После окончания службы она очень недолго оставалась в Папеэте, избегая общества молодых женщин, никогда не посещала лавки китайцев, торгующих чаем, пирожками и пивом. Рарагю вела себя очень сдержанно и скоро, взяв за руку Тиауи, возвращалась с нею в Апире.
Неуловимая улыбка, сдержанная гримаска — вот как приветствовали меня девочки, если мы случайно встречались в аллеях Папеэте…
XV
Мы с Рарагю провели уже немало часов на берегу ручья Фатауа, в нашей купальне, под высокими деревьями, когда Помаре сделала мне свое странное предложение относительно брака. Королева была обо всем хорошо осведомлена.
Я долго колебался. Я противился всеми силами, и это странное положение длилось несколько дней: когда мы днем ложились на траву, чтобы вздремнуть, Рарагю обнимала меня и мы засыпали рядом, почти как брат с сестрой.

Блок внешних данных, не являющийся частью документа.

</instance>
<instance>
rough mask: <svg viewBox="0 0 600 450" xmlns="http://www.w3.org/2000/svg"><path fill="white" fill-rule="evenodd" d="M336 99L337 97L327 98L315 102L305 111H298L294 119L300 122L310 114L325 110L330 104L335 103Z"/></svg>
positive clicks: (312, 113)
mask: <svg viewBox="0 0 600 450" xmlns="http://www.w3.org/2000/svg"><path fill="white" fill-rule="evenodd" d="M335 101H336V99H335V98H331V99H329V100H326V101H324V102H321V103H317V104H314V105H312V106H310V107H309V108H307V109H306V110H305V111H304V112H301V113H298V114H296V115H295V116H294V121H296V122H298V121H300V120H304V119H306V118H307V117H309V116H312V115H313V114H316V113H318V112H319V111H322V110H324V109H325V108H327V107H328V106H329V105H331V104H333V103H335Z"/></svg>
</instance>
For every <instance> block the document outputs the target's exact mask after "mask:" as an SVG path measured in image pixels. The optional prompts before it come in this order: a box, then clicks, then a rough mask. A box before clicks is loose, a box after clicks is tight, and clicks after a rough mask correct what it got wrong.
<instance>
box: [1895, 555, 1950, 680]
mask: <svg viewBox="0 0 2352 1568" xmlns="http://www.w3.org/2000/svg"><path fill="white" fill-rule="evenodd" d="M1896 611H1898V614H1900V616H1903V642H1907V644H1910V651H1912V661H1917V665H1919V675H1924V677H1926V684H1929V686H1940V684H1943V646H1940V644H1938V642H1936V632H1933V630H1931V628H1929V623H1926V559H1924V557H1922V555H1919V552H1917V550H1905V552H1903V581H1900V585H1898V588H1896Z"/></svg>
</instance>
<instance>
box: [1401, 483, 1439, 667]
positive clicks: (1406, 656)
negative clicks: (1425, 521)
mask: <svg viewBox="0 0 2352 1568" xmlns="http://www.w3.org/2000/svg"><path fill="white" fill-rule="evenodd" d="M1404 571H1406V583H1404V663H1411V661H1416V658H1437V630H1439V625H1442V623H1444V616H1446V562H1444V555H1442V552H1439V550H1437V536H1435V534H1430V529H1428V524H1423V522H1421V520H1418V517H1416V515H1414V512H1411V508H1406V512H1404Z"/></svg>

Мы оба играли наивную комедию, о которой никто, конечно, и не подозревал. Нежное чувство, испытываемое по отношению к таитянке, заставило бы улыбнуться и меня самого, будь я постарше, наверняка, позабавило бы экипаж «Rendeer» и вызвало насмешки Тетуары…
Старые родители Рарагю, которых я сначала боялся огорчить, имели на этот счет понятия, совершенно невозможные в Европе. Они считали, что четырнадцатилетняя девушка уже не ребенок и не должна жить в одиночестве. Дочь не отправилась развратничать в Папеэте, и этого с них было достаточно. Они рассудили, что лучше Лоти, чем кто-либо другой, что Лоти молод, по-видимому, добр и любит ее. Подумав, оба старика нашли, что это хорошо.